Un-Wanker Of The Day
4 comments March 12th, 2007at 04:31pm Posted by Eli
Hey, remember a coupla weeks ago when the Delta Zeta national office booted two-thirds of their DePauw chapter for not being pretty enough, but claimed it was because they were lazy, uncommitted slackers? Let’s see how that’s working out for them…
DePauw University severed its ties today with a national sorority that attracted controversy when it evicted two-thirds of its DePauw members late last year. The sorority called the evictions an effort to improve its image for recruitment, but the evicted women described it as a purge of the unattractive or uncool.
“We at DePauw do not like the way our students were treated,” the president of the university, Robert G. Bottoms, said in a letter to the sorority, Delta Zeta. “We at DePauw believe that the values of our university and those of the national Delta Zeta sorority are incompatible.”
(…)
“Delta Zeta National apologizes to any of our women at DePauw who felt personally hurt by our actions,” the sorority said in a message posted earlier this month on its Web site. “It was never our intention to disparage or hurt any of our members during this chapter reorganization process.”
Well, at least they’re sorry, and hopefully they’ve learned a very valuable less-
In addition to the apology, the sorority also posted on its Web site statements critical of the women who were forced out of the DePauw chapter, and of faculty members who supported them.
Oh. So much for that apology. “We’re sorry their feelings were hurt, but they totally suck, and so does everyone who stood by them.” Niiiice.
In the letter the university sent to Delta Zeta today, Dr. Bottoms said the sorority’s decision to publicize that criticism of the women and faculty members contributed to his decision.

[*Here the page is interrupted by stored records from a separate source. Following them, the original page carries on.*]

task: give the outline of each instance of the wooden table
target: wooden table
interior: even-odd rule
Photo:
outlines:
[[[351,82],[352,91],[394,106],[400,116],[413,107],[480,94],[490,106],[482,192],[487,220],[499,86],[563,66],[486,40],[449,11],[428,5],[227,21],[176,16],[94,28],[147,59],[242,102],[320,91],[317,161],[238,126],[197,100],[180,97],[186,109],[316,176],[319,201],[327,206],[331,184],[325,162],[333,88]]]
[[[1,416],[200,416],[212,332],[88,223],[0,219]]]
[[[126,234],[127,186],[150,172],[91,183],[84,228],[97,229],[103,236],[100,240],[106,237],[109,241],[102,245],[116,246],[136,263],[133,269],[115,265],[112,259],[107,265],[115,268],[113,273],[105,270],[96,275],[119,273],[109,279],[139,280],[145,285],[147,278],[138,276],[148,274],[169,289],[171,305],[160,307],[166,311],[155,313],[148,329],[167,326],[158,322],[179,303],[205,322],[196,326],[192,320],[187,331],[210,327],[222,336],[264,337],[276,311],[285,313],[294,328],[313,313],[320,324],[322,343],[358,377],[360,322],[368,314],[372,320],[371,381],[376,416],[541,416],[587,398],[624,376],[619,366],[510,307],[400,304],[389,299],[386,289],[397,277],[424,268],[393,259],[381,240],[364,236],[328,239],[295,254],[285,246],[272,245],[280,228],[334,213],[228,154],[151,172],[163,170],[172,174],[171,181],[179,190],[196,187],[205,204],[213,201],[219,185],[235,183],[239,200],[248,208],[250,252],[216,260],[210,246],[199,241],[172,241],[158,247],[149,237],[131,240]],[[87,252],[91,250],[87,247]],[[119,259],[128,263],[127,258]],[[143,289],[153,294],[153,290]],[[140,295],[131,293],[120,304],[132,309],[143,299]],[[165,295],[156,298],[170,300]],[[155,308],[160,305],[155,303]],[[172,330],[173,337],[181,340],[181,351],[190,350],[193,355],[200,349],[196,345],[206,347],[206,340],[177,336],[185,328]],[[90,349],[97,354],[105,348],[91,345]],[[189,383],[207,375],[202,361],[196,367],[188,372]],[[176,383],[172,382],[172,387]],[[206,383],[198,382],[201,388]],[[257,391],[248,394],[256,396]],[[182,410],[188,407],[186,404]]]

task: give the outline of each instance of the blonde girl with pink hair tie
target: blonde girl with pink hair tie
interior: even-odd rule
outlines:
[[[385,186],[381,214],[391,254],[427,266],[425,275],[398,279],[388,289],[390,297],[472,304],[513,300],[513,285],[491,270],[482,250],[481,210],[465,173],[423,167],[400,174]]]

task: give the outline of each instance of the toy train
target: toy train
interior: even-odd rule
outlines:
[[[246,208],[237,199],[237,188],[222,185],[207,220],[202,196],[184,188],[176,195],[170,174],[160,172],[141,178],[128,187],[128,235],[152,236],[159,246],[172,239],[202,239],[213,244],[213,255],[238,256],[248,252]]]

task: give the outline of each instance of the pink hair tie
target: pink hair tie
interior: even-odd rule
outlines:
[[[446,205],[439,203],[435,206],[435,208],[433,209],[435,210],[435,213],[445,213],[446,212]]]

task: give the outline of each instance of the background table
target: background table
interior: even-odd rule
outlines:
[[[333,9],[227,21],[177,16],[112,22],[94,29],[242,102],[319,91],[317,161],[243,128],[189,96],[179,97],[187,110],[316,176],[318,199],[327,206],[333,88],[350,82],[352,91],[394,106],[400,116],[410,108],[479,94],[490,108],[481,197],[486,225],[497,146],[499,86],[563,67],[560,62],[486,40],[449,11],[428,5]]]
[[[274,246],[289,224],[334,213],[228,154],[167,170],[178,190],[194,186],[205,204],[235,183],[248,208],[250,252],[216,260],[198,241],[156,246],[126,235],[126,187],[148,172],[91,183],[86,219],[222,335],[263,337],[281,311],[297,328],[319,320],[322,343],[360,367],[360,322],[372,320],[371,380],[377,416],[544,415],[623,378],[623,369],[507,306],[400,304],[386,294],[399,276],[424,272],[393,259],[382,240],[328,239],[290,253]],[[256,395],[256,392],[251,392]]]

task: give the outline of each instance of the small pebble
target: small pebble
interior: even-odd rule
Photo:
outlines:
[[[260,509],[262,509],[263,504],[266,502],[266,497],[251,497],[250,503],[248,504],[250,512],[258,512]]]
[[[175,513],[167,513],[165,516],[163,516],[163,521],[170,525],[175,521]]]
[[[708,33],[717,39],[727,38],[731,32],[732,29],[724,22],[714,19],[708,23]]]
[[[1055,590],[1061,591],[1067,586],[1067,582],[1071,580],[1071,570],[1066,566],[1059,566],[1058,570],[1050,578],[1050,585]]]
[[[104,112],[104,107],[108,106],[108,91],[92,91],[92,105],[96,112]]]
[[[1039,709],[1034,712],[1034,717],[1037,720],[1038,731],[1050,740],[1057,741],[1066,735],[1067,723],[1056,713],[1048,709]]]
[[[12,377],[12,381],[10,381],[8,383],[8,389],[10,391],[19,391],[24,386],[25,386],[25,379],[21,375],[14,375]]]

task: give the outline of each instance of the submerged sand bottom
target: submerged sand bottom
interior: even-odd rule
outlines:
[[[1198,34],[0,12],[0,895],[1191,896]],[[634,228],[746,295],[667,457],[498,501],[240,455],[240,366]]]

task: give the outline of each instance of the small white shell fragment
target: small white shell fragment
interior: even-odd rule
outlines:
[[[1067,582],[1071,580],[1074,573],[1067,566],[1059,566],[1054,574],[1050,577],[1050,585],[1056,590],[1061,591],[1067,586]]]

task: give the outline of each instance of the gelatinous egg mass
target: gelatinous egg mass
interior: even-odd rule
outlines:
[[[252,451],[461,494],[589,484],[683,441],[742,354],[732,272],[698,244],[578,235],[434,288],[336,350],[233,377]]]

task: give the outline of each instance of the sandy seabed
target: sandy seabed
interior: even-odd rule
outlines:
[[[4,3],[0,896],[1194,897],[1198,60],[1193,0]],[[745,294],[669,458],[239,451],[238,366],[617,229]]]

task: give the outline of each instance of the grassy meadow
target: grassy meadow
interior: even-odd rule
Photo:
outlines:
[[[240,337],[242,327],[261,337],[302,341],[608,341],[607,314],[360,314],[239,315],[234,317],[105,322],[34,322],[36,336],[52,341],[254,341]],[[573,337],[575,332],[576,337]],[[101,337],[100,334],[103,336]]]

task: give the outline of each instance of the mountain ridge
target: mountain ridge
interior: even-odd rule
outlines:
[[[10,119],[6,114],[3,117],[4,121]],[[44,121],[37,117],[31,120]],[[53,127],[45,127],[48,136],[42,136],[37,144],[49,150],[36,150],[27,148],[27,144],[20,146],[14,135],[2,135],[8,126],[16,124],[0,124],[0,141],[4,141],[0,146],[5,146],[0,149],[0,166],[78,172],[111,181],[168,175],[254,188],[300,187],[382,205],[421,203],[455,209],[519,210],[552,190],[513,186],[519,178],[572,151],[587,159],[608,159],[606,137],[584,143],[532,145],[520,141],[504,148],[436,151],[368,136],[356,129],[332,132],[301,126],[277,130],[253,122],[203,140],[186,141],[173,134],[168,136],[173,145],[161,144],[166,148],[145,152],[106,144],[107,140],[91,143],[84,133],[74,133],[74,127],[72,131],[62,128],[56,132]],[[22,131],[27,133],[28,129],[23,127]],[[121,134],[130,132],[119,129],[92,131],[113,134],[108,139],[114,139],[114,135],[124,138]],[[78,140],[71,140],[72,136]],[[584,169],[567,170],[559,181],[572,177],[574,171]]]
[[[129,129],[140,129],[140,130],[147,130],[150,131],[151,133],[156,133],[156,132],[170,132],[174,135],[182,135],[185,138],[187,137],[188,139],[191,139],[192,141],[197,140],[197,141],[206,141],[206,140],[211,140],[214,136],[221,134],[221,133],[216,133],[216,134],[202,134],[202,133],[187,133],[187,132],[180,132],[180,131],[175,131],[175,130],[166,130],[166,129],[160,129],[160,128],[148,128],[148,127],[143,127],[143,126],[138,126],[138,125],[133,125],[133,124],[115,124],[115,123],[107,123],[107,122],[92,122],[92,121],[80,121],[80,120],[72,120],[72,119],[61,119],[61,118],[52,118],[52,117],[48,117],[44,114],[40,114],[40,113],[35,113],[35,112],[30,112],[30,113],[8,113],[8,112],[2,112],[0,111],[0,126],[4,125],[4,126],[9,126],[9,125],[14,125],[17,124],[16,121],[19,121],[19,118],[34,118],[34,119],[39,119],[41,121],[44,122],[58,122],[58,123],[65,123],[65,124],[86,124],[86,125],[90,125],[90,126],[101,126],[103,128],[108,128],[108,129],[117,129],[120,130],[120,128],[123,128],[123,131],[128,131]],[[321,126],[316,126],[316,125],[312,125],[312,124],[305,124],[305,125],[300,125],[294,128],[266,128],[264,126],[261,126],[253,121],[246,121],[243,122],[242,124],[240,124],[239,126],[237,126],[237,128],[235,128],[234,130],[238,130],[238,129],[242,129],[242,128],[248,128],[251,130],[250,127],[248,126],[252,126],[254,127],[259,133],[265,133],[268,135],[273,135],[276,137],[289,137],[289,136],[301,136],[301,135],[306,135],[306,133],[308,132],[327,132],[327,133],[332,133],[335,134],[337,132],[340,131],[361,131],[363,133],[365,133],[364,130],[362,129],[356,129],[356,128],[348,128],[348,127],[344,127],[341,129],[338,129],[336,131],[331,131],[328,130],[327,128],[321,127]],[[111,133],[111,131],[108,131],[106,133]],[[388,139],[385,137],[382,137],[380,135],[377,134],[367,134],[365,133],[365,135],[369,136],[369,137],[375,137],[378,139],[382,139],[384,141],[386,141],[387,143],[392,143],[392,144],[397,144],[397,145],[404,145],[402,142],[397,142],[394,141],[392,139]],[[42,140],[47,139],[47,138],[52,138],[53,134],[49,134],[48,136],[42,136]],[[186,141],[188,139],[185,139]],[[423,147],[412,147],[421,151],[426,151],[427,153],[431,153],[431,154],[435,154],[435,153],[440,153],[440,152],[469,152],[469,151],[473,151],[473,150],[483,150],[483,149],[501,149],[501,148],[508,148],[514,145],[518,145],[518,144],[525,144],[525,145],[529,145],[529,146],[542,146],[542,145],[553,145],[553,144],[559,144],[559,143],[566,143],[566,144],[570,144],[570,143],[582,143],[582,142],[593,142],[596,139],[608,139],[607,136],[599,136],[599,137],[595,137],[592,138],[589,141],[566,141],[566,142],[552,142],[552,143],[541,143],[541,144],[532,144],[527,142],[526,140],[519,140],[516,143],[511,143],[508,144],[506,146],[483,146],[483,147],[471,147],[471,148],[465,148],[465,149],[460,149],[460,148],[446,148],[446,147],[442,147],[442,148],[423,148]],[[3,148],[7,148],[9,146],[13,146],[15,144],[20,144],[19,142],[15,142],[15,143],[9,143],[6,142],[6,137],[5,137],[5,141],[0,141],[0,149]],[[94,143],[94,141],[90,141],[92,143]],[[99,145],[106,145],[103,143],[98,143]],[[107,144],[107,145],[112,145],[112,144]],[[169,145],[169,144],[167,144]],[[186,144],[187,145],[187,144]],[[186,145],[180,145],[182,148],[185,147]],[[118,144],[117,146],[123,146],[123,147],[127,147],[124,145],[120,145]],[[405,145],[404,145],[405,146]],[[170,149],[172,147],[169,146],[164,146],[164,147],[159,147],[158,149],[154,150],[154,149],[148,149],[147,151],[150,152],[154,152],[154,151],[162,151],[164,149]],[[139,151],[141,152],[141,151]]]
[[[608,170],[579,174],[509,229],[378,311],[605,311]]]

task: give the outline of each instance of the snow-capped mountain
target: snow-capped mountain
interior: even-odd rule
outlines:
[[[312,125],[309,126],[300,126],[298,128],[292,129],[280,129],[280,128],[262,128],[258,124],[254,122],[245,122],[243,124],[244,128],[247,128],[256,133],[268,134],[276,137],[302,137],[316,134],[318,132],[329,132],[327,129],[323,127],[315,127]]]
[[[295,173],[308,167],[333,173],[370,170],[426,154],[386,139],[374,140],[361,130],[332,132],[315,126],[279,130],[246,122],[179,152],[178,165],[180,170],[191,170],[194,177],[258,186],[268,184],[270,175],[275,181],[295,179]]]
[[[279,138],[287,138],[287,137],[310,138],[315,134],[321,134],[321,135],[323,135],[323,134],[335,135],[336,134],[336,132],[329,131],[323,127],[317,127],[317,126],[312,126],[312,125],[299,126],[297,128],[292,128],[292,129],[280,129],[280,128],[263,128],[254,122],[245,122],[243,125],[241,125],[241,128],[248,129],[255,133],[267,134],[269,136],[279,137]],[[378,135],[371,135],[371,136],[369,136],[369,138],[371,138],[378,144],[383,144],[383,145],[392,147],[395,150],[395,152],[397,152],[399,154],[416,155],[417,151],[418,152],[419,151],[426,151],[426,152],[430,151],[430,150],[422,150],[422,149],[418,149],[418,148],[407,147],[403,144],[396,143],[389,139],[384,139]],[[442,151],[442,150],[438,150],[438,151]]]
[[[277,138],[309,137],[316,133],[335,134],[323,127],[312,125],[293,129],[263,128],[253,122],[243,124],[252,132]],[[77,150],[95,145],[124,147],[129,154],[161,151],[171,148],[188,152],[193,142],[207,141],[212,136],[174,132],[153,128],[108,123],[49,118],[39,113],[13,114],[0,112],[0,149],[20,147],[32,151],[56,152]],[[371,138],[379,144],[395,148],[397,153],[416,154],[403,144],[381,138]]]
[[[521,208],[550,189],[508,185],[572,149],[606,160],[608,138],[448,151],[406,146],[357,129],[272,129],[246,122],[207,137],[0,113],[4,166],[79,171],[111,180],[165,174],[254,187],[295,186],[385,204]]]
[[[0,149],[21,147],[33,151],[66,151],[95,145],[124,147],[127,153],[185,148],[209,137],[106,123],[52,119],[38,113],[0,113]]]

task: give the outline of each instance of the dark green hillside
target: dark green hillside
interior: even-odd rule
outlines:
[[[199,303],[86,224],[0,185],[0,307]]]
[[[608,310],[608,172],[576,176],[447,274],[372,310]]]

“The arrangement we have with Greek organizations is that they’re guests of ours, and we expect them to live up to university standards, and in this case Delta Zeta did not,” Dr. Bottoms said in the interview. “This means that sorority can’t exist on our campus as an organization, beginning in the fall.”
Gee, I guess those standards thingies cut both ways, huh. Adios, Shallow Evil Sorority.
The only reason Bottoms is merely an unwanker and not a doubleplusunwanker is that it took him three months to make this decision instead of three hours. But he did make the right one.